November 14, 2016 (Monday)
Before Wanda and I married (and for a while afterwards), we would drive around and I would sing to her, at her request. You might think the songs would be romantic, but they were not; they were songs she liked to hear me sing. Two of them were our favorites: Kentucky Babe and The Whiffenpoof Song.
Kentucky Babe was a lullaby and was published in 1896.
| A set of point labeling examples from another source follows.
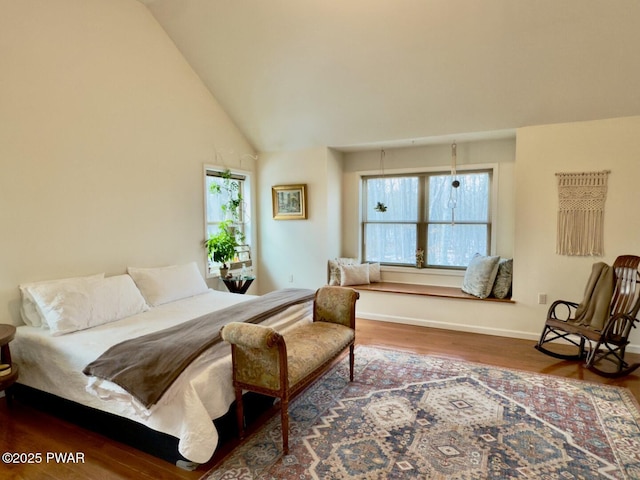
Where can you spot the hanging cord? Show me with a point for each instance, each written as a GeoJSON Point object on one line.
{"type": "Point", "coordinates": [380, 206]}
{"type": "Point", "coordinates": [454, 182]}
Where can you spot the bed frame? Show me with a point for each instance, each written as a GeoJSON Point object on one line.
{"type": "Point", "coordinates": [128, 432]}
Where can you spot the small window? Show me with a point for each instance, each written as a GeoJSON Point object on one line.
{"type": "Point", "coordinates": [404, 213]}
{"type": "Point", "coordinates": [227, 199]}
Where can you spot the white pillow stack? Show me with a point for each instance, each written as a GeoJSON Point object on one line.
{"type": "Point", "coordinates": [69, 306]}
{"type": "Point", "coordinates": [28, 308]}
{"type": "Point", "coordinates": [346, 271]}
{"type": "Point", "coordinates": [166, 284]}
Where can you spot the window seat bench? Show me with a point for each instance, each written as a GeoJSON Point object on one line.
{"type": "Point", "coordinates": [426, 290]}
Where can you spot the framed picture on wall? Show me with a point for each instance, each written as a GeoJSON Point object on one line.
{"type": "Point", "coordinates": [289, 202]}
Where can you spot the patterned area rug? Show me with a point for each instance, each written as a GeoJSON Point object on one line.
{"type": "Point", "coordinates": [413, 416]}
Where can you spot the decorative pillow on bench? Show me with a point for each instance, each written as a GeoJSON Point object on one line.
{"type": "Point", "coordinates": [480, 275]}
{"type": "Point", "coordinates": [488, 275]}
{"type": "Point", "coordinates": [504, 277]}
{"type": "Point", "coordinates": [347, 271]}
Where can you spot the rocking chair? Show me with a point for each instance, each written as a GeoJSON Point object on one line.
{"type": "Point", "coordinates": [598, 346]}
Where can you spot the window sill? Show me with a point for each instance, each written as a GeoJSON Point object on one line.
{"type": "Point", "coordinates": [425, 290]}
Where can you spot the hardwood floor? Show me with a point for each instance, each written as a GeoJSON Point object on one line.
{"type": "Point", "coordinates": [25, 430]}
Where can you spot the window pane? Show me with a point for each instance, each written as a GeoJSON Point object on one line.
{"type": "Point", "coordinates": [471, 198]}
{"type": "Point", "coordinates": [390, 243]}
{"type": "Point", "coordinates": [399, 194]}
{"type": "Point", "coordinates": [214, 201]}
{"type": "Point", "coordinates": [455, 245]}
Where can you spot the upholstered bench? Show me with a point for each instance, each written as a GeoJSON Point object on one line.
{"type": "Point", "coordinates": [282, 365]}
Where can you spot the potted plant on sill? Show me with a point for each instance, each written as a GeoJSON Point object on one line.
{"type": "Point", "coordinates": [221, 247]}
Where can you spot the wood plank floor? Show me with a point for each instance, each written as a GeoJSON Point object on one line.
{"type": "Point", "coordinates": [23, 429]}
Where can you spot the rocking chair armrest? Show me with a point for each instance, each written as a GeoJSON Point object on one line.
{"type": "Point", "coordinates": [569, 309]}
{"type": "Point", "coordinates": [628, 318]}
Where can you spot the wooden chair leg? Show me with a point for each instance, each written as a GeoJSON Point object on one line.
{"type": "Point", "coordinates": [284, 414]}
{"type": "Point", "coordinates": [239, 412]}
{"type": "Point", "coordinates": [351, 362]}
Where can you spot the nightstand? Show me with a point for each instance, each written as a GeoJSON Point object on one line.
{"type": "Point", "coordinates": [7, 332]}
{"type": "Point", "coordinates": [238, 284]}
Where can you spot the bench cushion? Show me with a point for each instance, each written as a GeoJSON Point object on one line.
{"type": "Point", "coordinates": [311, 345]}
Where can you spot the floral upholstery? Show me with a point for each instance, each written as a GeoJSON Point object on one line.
{"type": "Point", "coordinates": [255, 362]}
{"type": "Point", "coordinates": [312, 345]}
{"type": "Point", "coordinates": [278, 365]}
{"type": "Point", "coordinates": [336, 305]}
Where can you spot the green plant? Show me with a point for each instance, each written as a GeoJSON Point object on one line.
{"type": "Point", "coordinates": [221, 247]}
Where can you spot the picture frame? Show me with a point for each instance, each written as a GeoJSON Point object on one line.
{"type": "Point", "coordinates": [289, 202]}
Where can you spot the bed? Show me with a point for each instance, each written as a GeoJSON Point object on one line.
{"type": "Point", "coordinates": [52, 360]}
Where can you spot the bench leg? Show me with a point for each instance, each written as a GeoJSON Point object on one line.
{"type": "Point", "coordinates": [284, 414]}
{"type": "Point", "coordinates": [351, 361]}
{"type": "Point", "coordinates": [239, 412]}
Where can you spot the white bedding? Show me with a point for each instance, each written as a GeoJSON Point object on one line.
{"type": "Point", "coordinates": [201, 393]}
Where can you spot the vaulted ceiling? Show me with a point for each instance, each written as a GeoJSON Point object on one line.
{"type": "Point", "coordinates": [297, 74]}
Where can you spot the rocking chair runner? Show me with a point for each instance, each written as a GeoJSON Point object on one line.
{"type": "Point", "coordinates": [598, 346]}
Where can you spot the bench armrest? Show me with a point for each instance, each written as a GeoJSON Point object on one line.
{"type": "Point", "coordinates": [336, 305]}
{"type": "Point", "coordinates": [255, 360]}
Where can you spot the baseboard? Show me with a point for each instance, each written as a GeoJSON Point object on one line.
{"type": "Point", "coordinates": [460, 327]}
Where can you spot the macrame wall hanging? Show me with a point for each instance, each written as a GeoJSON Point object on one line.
{"type": "Point", "coordinates": [581, 213]}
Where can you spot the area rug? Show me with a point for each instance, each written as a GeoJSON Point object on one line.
{"type": "Point", "coordinates": [415, 416]}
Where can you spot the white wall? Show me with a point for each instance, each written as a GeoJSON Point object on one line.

Click here to hear Bing Crosby’s 1947 recording of this song (with Fred Waring and his Glee Club).
KENTUCKY BABE
(Music by Adam Geibel / Lyrics by Richard Henry Buck, 1896)
Skeeters am a hummin’
on the honeysuckle vine
sleep Kentucky Babe!
Sandman am a comin’
to this little child of mine
sleep Kentucky Babe!
Silvery moon am a shinin’
on de heavens up above
bobolink am pinin’ for his little lady love . . .
You is might lucky
Babe of old Kentucky
close your eyes in sleep . . .
and fly away,
fly away Kentucky Babe,
fly away to rest, fly away,
lay your tiny curly head
on your mammy’s breast,
hmm, hmmm, hmm, hmmm,
close your eyes in sleep!
The other song, “The Whiffenpoof Song,” dates from 1909 and is from the 14-member Glee Club of Yale University. It is a parody of a Kipling poem. I sang only the chorus with the “Baa Baa” lyrics (click here to hear):
We’re poor little lambs who have lost their way
Baa Baa Baa
We’re little black sheep who have gone astray
Baa Baa Baa
Gentlemen songsters off on a spree
Doomed from here to eternity
Lord, have mercy on such as we,
Baa Baa Baa.
Ah, those were the days. I was driving a literal wreck of a car, but love turned it into a golden chariot, making a crooner out of me. Wanda liked it. I liked doing it.